Apologies for the 1345th post glazing QWEN but it has literally been a game-changer for me.
I’m relatively new to running local LLMs, but the appeal of having a private AI assistant for coding and experimentation is significant.
As a software engineer, I’ve also embraced the recent “vibe-coding” trend, mostly using AI to build hobby Android apps in my spare time. Over the past month, I created a web scraper app designed to extract images from ad-heavy websites that are otherwise frustrating to navigate.
The project was entirely AI-generated. I didn’t write the code myself, though I did design the architecture and suggest optimizations, which AI still struggles with. I’ll admit I haven’t reviewed most of the code; it’s messy, but since it’s purely a personal hobby project, that’s acceptable.
Until recently, I relied on services like Antigravity and Codex, which worked well enough on free plans. However, tighter usage quotas pushed me toward local models.
My hardware is modest by local LLM standards: an AMD 7700 XT, 32GB DDR4 RAM, and a Ryzen 5 5600. I experimented with Gemma 3, Gemma 4, and Qwen 2.5 Coder (mostly Q3/Q4 quantizations under 20GB due to VRAM constraints), using LM Studio as the backend with various frontends like GitHub Copilot, RooCode, Cline, Android Studio AI Chat, and OpenCode.
Unfortunately, none of these models fit my workflow well.
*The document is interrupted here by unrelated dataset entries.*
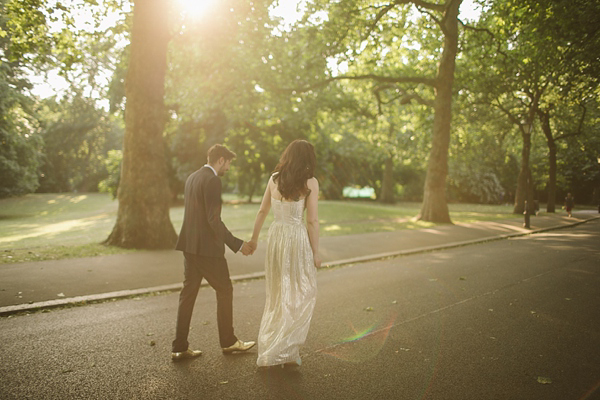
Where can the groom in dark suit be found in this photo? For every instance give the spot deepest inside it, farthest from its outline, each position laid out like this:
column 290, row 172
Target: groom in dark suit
column 202, row 239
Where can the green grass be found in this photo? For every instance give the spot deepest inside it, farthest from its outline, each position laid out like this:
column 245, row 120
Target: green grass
column 53, row 226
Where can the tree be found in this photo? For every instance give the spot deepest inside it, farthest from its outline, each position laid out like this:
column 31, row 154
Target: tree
column 77, row 138
column 143, row 216
column 372, row 21
column 20, row 142
column 536, row 54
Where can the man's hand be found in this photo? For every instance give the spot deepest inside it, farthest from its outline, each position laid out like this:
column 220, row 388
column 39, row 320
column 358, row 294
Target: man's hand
column 253, row 245
column 247, row 249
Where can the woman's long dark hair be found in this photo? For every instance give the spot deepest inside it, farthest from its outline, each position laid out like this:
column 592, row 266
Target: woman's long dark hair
column 296, row 166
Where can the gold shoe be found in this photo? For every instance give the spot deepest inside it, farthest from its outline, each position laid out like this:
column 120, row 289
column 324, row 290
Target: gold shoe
column 175, row 356
column 239, row 346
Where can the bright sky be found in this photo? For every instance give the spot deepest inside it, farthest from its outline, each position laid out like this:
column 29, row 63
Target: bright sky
column 290, row 10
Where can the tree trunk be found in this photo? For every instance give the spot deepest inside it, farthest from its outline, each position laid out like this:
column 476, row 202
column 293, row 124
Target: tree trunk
column 545, row 120
column 387, row 186
column 435, row 206
column 524, row 183
column 143, row 216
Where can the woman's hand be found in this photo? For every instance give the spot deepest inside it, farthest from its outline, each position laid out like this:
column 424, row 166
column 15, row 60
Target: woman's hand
column 317, row 260
column 253, row 245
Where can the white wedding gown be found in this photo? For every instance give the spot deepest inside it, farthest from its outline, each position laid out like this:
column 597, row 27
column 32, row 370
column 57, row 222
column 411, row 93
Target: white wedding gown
column 291, row 286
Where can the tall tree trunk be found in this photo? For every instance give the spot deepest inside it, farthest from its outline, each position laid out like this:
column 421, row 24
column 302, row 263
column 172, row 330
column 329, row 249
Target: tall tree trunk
column 143, row 216
column 545, row 122
column 387, row 186
column 435, row 206
column 524, row 184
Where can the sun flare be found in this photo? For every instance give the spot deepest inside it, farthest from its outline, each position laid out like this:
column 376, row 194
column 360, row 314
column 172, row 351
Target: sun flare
column 196, row 8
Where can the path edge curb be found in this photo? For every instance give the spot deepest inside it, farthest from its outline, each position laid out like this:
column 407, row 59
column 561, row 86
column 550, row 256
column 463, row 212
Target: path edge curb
column 101, row 297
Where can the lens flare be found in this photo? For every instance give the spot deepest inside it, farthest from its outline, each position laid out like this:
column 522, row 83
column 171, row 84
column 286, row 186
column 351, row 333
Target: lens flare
column 363, row 345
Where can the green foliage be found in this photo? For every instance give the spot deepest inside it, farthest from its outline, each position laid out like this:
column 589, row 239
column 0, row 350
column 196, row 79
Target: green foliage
column 77, row 137
column 113, row 163
column 20, row 142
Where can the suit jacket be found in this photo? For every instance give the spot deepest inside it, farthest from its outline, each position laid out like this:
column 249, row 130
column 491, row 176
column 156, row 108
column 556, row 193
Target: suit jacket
column 203, row 232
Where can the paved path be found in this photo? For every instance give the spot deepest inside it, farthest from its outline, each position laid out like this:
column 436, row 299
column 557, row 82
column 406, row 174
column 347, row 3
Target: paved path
column 35, row 285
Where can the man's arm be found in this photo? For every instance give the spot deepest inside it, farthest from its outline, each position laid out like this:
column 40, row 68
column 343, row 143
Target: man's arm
column 212, row 199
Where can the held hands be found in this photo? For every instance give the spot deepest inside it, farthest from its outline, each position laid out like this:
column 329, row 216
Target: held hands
column 248, row 248
column 317, row 260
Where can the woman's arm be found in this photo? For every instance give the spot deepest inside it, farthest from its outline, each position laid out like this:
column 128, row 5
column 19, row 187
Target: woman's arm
column 263, row 211
column 312, row 218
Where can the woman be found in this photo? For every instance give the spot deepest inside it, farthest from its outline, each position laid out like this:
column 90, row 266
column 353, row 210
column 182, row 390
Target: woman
column 292, row 256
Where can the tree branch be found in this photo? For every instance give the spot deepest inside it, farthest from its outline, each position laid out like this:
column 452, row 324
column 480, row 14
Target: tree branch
column 423, row 4
column 377, row 78
column 579, row 127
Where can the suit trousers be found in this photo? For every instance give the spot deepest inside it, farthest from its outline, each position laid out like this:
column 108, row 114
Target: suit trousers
column 216, row 273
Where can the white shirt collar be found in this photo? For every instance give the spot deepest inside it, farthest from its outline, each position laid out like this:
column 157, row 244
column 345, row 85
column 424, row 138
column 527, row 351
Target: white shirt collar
column 210, row 166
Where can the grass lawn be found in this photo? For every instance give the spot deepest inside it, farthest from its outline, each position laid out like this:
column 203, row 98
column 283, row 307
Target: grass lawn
column 54, row 226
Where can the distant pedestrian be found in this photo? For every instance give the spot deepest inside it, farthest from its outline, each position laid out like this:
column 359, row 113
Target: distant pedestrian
column 202, row 239
column 569, row 204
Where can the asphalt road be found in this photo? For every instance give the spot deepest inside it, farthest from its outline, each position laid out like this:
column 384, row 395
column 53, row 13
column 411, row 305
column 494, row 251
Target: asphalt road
column 513, row 319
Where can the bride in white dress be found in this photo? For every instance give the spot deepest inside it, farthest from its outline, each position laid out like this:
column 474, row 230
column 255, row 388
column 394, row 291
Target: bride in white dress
column 292, row 256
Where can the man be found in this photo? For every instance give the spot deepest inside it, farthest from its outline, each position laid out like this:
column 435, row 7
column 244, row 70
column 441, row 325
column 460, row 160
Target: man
column 202, row 239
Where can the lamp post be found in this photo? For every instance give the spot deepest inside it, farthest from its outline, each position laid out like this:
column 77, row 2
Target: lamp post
column 527, row 130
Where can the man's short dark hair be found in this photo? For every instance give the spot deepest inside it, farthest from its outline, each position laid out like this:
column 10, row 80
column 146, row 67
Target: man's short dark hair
column 217, row 151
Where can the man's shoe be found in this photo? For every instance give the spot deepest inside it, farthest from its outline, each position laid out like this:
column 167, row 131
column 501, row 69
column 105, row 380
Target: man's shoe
column 296, row 363
column 176, row 356
column 239, row 346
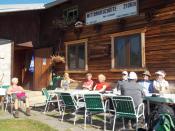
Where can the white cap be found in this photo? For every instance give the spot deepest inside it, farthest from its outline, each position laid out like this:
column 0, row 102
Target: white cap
column 132, row 76
column 125, row 73
column 160, row 72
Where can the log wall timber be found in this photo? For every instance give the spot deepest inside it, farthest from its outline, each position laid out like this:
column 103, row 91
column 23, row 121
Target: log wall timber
column 20, row 27
column 157, row 17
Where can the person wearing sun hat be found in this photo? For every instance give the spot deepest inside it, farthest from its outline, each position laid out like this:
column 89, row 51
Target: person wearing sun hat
column 133, row 89
column 146, row 84
column 123, row 80
column 160, row 84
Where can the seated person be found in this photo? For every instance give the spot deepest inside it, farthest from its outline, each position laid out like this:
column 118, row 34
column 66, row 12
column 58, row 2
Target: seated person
column 88, row 84
column 146, row 84
column 102, row 86
column 18, row 94
column 133, row 89
column 160, row 84
column 124, row 79
column 65, row 83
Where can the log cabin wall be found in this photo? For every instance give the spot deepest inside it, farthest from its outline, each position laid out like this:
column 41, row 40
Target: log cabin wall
column 157, row 17
column 20, row 27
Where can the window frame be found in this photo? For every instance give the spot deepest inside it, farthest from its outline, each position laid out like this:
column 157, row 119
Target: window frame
column 127, row 33
column 76, row 42
column 67, row 11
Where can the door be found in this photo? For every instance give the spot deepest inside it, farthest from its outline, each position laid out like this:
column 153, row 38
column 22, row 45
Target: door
column 6, row 61
column 42, row 68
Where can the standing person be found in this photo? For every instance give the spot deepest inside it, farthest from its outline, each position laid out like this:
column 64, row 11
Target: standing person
column 88, row 84
column 65, row 83
column 102, row 86
column 160, row 84
column 18, row 94
column 124, row 80
column 146, row 84
column 133, row 89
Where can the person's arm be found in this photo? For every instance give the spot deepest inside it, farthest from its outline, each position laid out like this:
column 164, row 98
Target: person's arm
column 71, row 80
column 103, row 89
column 61, row 84
column 21, row 89
column 154, row 87
column 167, row 85
column 9, row 91
column 151, row 88
column 89, row 87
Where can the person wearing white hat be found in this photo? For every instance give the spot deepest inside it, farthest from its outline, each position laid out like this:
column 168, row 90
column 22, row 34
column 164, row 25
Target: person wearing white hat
column 146, row 84
column 123, row 80
column 133, row 89
column 160, row 84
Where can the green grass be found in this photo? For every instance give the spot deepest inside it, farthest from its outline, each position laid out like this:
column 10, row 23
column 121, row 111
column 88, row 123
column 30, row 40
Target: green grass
column 23, row 125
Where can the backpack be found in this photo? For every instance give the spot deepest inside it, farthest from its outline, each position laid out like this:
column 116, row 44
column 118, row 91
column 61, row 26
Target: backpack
column 161, row 119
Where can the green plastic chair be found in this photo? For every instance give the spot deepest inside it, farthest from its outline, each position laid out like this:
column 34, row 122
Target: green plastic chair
column 49, row 99
column 94, row 105
column 124, row 108
column 68, row 102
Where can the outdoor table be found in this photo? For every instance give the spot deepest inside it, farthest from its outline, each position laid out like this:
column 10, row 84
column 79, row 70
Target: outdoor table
column 165, row 98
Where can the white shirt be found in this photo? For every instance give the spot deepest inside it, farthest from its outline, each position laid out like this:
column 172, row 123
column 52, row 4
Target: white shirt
column 161, row 86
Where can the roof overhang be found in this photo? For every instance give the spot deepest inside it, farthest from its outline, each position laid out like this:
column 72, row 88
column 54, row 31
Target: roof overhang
column 27, row 7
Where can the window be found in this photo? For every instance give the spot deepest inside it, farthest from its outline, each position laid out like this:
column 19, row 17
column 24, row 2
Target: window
column 128, row 50
column 76, row 55
column 70, row 15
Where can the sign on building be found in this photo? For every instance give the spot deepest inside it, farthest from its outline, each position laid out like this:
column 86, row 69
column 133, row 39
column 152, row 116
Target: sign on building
column 125, row 9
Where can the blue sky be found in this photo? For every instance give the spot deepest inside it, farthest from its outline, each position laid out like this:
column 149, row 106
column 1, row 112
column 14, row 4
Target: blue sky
column 24, row 1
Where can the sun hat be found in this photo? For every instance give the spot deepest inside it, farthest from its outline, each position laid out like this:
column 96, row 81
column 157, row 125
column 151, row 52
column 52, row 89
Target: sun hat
column 132, row 76
column 147, row 73
column 124, row 73
column 160, row 72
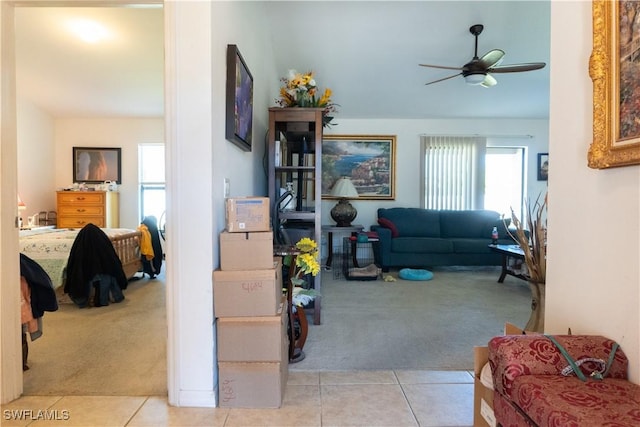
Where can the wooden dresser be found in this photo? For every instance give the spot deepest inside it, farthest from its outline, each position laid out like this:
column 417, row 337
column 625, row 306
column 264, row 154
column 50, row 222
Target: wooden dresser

They struggled with even minor bug fixes, frequently exhausted context windows, got stuck in reasoning loops, or failed tool calls repeatedly.
Then I tried Qwen 3.6 35B-A3B.
Initially, I expected little, but I installed the i1-q4_k_s quant, offloaded all 40 layers to GPU, configured 128k context, enabled flash attention, and used Q8_0 KV quantization.
For testing, I gave it a practical task: fix the scraper logic for a problematic website. Gemini Flash (in Antigravity) and MinMax (the free version in Opencode) had both failed to solve this issue despite multiple attempts. Using LM Studio as an OpenAI-compatible endpoint with GitHub Copilot in VS Code, I let it run.
It took about 25 minutes, but it succeeded in one shot.
With a single initial prompt, it analyzed the site’s HTML structure, compared it against my Kotlin scraper code, and resolved three critical bugs without a single failed tool call.
That result was impressive enough that I gave it a second challenge: update the project README with real app screenshots by driving an Android emulator, selecting screenshots based on specific criteria.
Using RooCode this time, the process took around 45 minutes. I had to teach it some emulator workflow conventions, such as taking screenshots after every action and analyzing them to track app state, but once instructed, it executed flawlessly.
For the first time, I feel like I have a local model capable of reliably handling most of my coding tasks, while reserving cloud-based premium models for more demanding work.
Qwen has genuinely made local AI coding practical for me.